Ele diz ainda que, no momento, está sofrendo ameaças e que não consegue visitar pessoalmente nenhuma das aldeias de seu povo.
Nesta sexta, a Polícia Federal afirmou mais uma vez que não encontrou indícios de estupro na investigação sobre o caso até aqui, mas que as investigações do caso seguem.
Hekurari pede para que a apuração dos fatos não diminua de ritmo e afirma que há diversas evidências de que a prática de crimes por parte de garimpeiros é recorrente na região.
Ele diz que os testemunhos acerca da compra do silêncio indígena com ouro estão nas mãos das autoridades, assim como outras evidências colhidas por ele e outras lideranças.
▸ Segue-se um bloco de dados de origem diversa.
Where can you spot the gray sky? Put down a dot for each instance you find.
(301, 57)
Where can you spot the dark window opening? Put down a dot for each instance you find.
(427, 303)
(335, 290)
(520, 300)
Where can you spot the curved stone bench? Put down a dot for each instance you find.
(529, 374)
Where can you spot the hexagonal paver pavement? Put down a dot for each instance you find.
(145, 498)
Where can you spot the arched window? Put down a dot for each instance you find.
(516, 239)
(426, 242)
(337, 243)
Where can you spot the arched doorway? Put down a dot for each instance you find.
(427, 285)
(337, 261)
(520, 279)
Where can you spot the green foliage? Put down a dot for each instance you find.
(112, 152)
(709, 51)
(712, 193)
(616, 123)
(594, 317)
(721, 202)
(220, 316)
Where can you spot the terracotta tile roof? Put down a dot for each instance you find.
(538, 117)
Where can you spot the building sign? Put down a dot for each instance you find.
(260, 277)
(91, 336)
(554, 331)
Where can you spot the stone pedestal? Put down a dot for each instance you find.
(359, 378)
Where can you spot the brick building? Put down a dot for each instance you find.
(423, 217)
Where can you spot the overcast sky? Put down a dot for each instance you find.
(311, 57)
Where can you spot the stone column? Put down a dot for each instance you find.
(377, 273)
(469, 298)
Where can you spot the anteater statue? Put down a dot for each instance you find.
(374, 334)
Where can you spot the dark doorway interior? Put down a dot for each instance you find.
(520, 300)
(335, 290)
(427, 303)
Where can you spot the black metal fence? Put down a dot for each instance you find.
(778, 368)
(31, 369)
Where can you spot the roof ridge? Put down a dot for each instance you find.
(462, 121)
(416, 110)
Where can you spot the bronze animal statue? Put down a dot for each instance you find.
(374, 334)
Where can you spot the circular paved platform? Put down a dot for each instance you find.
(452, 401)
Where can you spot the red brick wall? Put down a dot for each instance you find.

“Estamos sozinhos, enquanto os garimpeiros nos dominando, dominando a terra. Estou impedido de visitar meu próprio povo, porque estou ameaçado pelos garimpeiros, eles dominaram a terra. A terra indígena yanomami está sofrendo, não é um caso isolado. Todos conhecem. As terras são invadidas, sofrem ataques. E quando vão investigar tudo isso? Cadê o governo para nos proteger?”, completa.
A violência de garimpeiros contra yanomamis em Roraima não é novidade. Na noite desta quinta-feira (5), por exemplo, a PF prendeu um condenado de participar do massacre do Haximu, ataque do garimpo que deixou 12 indígenas mortos, em 1993.
Em 2021, a região de Palimiú, vizinha de Aracaçá, sofreu ataques de garimpeiros armados. Em 2020, uma decisão do Tribunal Regional Federal determinou que o governo federal retirasse o garimpo ilegal da terra Yanomami em Roraima, o que ainda não aconteceu.